Il ballo del voto a settembre nel Paese feudale
Ecco, opposizione contro maggioranza, periferia contro centro, territori contro le strutture politiche nazionali, governatori che si muovono in modo autonomo rispetto ai propri partiti di appartenenza, siano essi di centrodestra sia di centrosinistra, questo il dato politico: linee di frattura come elemento permanente, come è avvenuto con le mille ordinanze su parchi, runner, parrucchieri, bar, movide, proposte di “passaporti regionali” e minacce di chiusure di confini, inedito esempio di “federalismo virale”, fino al voto, fotografia di un paese che sta perdendo un elemento di baricentro nazionale, quasi “feudale” nella logica dei vari signorotti che pensano di disporre gli ingressi nei propri territori.
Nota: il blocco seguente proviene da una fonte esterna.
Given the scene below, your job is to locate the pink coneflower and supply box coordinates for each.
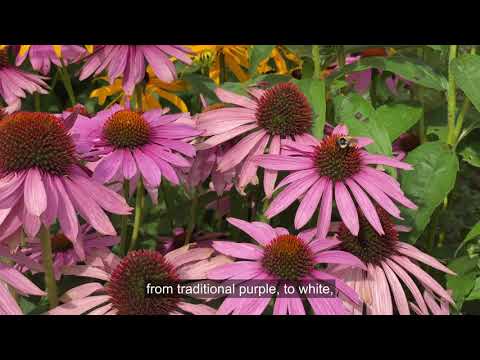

È chiara la logica strumentale che anima questa discussione, resa possibile dall’assenza di un denominatore comune di visione nazionale, in un paese dove uguale passione non è stata dedicata, per esempio, alle scuole, che non sono state riaperte neanche per un giorno e non si sa quando riapriranno. In materia di sedute fiume in commissione ancora non se ne vedono. Dicevamo, è chiara la logica: i governatori, tutti, da De Luca a Zaia, grandi protagonisti della fase dell’emergenza vorrebbero capitalizzare subito consenso e popolarità, perché di questi tempi non si mai, è un attimo e il clima cambia e, con esso, i consensi. Salvini, diversamente dal suo governatore del Veneto percepito come una risorsa ma anche una minaccia, non ha fretta di fargli incassare un plebiscito: tanto vince comunque ma se vince col 60 più in là è meglio che se vince col 90 adesso. Per il governo, forte del parere del parere degli esperti, settembre stronca il dibattito, se mai qualcuno lo volesse riaprire sul voto per le politiche, anche se poi, inevitabilmente, in un paese che ha ritrovato la consuetudine democratica partirà il tormentone del voto in primavera
Sia come sia, il dibattito rivela la caduta di ogni freno inibitorio, nella misura in cui cade l’ipocrisia anche di seguire, palesemente, il proprio particolare: l’ansia di passare immediatamente all’incasso elettorale, perché il clima può cambiare, l’ossessione del sondaggio di giornata, l’idea che non ci sia un orizzonte lungo, insomma la fiera della strumentalità in un paese che assiste attonito al ballo sulla data. Alla fine ognuno farà come vuole, a partire dal 6 settembre. Niente election day.